Silang Pendapat Putusan MK tentang Lembaga Penghitung Kerugian Keuangan Negara: Siapa yang Paling Berwenang?

LintasWarganet.com – 08 Mei 2026 | Mahkamah Konstitusi (MK) baru-baru ini menolak permohonan uji materiil terkait Pasal 603 dan 604 Undang-Undang Nomor 1 Tahun 2023 yang mengatur Kitab Undang-Undang Hukum Pidana Nasional. Kedua pasal tersebut menjadi dasar hukum bagi Lembaga Penghitung Kerugian Keuangan Negara (LPKKN), sebuah institusi yang bertugas mengidentifikasi, menghitung, dan melaporkan kerugian keuangan negara akibat tindak pidana.

Latar Belakang LPKKN

LPKKN dibentuk melalui UU No 1/2023 dengan tujuan memberikan data yang akurat bagi proses pemulihan kerugian negara. Meskipun mandatnya jelas, mekanisme koordinasi dengan lembaga lain masih menjadi sorotan. Sejak pembentukan, muncul perdebatan mengenai lembaga mana yang memiliki otoritas paling tinggi dalam mengarahkan dan mengawasi kerja LPKKN.

Berbagai Pendapat

  • DPR: Anggota DPR berpendapat bahwa LPKKN harus berada di bawah pengawasan legislatif karena lembaga tersebut menyusun kebijakan fiskal dan membutuhkan akuntabilitas publik.
  • KPK: Komisi Pemberantasan Korupsi menegaskan bahwa LPKKN seharusnya berada dalam lingkup KPK, mengingat banyak kasus kerugian negara berkaitan erat dengan korupsi.
  • Ombudsman: Ombudsman menekankan pentingnya independensi LPKKN agar tidak terpengaruh oleh kepentingan politik atau birokrasi tertentu.
  • Kalangan Akademisi: Pakar hukum konstitusi berargumen bahwa otoritas LPKKN masih belum diatur secara tegas dalam undang-undang, sehingga diperlukan regulasi lebih lanjut untuk menghindari tumpang tindih kewenangan.

Implikasi Putusan MK

Dengan menolak uji materiil, MK pada dasarnya membiarkan status quo tetap berlaku. Hal ini menimbulkan ketidakpastian bagi lembaga‑lembaga yang ingin berkolaborasi dengan LPKKN. Tanpa kejelasan hukum yang lebih tegas, proses perhitungan kerugian negara dapat terhambat, berpotensi menunda pemulihan aset yang hilang.

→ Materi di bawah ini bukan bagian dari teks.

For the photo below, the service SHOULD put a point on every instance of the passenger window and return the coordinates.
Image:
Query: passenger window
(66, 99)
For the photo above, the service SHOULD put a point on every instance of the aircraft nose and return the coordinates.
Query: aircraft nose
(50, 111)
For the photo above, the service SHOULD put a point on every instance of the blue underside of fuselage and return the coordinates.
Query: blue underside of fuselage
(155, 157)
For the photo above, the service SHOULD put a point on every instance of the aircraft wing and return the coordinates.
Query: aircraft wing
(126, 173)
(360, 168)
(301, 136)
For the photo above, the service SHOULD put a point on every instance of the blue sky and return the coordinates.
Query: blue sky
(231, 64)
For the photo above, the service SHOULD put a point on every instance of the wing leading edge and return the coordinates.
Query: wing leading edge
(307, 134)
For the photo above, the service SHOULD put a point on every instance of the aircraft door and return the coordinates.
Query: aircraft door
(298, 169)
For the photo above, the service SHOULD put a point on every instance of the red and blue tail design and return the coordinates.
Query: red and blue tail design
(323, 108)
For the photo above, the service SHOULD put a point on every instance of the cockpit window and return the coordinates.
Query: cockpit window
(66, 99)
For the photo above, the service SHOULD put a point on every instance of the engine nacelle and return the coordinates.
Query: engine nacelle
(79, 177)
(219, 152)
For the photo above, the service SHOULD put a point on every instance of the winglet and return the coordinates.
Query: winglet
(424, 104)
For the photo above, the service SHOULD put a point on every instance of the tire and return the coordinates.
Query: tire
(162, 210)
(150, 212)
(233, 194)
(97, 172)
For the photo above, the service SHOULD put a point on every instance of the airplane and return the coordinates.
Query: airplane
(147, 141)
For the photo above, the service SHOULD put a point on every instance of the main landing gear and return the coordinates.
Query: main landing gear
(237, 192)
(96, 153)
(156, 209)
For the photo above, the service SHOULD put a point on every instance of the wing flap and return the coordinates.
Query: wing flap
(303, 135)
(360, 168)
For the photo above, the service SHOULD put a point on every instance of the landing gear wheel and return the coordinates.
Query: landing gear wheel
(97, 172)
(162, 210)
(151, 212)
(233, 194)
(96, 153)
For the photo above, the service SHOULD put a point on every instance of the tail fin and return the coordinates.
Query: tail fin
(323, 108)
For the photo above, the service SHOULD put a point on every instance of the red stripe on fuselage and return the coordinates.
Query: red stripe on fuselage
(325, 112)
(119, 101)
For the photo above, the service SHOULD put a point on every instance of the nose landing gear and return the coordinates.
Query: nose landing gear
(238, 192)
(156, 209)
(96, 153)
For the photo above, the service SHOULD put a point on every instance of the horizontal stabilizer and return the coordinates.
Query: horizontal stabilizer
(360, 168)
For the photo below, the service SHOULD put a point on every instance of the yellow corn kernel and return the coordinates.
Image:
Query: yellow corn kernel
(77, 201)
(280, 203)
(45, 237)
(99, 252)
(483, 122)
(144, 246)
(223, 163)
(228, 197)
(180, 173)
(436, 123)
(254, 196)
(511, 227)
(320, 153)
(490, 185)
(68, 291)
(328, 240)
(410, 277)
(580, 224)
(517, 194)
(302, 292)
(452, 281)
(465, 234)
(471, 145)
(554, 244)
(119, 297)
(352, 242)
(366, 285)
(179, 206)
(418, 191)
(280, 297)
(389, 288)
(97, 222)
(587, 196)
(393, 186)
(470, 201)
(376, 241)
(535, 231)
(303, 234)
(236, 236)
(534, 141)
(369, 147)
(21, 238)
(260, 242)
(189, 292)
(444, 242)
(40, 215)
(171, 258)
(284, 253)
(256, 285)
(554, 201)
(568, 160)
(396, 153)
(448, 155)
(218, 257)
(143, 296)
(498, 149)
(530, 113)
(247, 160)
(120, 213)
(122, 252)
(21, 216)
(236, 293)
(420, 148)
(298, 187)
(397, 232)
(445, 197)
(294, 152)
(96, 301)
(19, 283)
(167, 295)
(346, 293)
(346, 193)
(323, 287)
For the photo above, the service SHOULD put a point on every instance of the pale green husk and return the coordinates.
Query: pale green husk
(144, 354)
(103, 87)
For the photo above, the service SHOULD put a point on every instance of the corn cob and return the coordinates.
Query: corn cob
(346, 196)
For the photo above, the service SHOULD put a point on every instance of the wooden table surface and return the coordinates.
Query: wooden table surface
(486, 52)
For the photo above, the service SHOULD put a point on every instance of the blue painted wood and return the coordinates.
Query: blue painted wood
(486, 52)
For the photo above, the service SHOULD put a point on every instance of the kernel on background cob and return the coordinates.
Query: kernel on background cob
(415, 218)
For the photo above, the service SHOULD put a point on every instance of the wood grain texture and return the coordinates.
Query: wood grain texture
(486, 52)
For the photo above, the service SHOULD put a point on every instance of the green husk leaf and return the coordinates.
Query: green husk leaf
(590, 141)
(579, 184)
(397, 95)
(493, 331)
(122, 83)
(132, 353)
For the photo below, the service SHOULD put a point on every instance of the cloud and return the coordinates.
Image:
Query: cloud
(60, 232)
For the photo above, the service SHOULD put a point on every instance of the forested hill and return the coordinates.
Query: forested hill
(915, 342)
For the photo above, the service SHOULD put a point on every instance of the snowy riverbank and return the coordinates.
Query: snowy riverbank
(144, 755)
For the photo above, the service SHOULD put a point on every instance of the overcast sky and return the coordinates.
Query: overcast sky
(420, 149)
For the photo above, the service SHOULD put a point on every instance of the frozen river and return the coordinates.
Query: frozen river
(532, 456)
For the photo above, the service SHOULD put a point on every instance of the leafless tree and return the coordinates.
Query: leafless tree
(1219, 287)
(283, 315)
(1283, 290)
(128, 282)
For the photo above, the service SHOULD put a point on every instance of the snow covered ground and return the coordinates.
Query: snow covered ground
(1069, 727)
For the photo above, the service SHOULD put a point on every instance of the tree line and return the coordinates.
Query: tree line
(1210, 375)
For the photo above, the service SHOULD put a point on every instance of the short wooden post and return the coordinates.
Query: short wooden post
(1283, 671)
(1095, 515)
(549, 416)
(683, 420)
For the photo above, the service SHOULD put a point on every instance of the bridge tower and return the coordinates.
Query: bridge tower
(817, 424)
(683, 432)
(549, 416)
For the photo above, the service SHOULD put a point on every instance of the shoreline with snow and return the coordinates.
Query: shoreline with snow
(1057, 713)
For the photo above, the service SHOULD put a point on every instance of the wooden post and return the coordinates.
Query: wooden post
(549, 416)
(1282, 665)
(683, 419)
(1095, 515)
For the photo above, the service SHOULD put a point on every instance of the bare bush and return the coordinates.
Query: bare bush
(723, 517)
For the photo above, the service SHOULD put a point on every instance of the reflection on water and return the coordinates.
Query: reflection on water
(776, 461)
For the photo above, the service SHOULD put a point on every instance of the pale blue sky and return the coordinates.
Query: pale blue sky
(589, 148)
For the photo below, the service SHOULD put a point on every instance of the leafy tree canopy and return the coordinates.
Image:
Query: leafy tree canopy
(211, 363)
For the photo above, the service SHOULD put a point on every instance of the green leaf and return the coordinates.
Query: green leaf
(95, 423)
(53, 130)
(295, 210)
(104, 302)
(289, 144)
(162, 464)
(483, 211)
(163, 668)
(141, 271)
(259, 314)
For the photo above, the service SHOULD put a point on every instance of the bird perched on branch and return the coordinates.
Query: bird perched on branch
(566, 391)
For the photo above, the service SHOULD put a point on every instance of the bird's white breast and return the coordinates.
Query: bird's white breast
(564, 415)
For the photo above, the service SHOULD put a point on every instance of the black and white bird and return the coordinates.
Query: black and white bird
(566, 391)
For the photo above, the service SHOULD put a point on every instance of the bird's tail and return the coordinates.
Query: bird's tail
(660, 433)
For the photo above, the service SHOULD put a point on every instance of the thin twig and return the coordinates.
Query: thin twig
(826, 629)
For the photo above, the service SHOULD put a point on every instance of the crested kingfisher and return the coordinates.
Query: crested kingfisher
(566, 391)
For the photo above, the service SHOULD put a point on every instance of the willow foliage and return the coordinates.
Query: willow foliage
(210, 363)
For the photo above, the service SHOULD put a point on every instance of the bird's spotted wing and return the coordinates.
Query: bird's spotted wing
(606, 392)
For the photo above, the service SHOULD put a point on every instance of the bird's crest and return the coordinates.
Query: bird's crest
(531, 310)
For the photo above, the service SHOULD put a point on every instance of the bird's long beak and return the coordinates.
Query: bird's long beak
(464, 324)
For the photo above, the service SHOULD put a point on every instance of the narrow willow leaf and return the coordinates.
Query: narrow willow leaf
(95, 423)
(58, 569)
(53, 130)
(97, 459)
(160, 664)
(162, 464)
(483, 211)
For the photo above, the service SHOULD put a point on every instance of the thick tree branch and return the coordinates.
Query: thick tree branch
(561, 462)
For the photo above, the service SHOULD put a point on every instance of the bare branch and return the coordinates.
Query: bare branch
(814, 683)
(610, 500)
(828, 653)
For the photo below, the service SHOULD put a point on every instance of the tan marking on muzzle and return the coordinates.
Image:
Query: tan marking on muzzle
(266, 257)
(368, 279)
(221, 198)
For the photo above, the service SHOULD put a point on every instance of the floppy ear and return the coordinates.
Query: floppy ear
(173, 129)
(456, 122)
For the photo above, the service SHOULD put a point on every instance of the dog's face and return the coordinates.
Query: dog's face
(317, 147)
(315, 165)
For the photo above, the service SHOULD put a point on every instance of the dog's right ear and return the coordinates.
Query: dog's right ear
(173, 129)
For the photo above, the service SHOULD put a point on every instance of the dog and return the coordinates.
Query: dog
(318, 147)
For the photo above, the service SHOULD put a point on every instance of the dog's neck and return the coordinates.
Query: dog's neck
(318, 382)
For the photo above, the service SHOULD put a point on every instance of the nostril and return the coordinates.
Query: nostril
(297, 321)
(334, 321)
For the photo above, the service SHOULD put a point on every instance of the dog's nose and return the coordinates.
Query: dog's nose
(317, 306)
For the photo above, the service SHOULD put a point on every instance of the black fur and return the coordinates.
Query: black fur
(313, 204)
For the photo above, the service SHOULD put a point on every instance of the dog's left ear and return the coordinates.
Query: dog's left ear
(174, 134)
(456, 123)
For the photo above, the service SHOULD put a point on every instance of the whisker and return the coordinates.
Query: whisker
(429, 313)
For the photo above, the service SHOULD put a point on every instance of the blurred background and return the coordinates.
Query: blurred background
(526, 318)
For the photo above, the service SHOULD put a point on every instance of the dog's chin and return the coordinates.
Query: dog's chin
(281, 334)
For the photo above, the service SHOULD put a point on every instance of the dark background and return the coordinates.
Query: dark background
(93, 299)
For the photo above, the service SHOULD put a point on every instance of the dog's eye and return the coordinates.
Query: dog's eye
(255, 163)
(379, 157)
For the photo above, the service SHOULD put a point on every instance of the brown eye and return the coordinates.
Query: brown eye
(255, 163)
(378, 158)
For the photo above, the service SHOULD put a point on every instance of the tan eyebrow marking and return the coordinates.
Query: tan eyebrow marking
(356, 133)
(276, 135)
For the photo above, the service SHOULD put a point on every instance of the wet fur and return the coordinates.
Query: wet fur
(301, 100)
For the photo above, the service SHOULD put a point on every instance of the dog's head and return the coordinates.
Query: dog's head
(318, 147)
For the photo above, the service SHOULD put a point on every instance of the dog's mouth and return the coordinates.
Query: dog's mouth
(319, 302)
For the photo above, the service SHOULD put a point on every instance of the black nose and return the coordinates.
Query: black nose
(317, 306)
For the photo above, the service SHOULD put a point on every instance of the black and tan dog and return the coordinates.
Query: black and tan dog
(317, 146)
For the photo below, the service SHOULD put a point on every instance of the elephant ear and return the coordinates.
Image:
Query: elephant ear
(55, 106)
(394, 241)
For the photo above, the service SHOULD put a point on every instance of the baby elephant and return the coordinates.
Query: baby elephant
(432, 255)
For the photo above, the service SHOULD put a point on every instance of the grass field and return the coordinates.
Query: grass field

Para pengamat menilai bahwa langkah selanjutnya adalah penyusunan peraturan pelaksanaan yang lebih rinci atau revisi undang‑undang terkait. Hal tersebut diharapkan dapat menetapkan secara jelas struktur hierarki, mekanisme koordinasi, serta akuntabilitas LPKKN.

Sejauh ini, semua pihak sepakat bahwa tujuan utama LPKKN—yaitu memastikan pemulihan kerugian negara secara efektif—harus tetap menjadi prioritas utama, meski cara mencapainya masih menjadi perdebatan.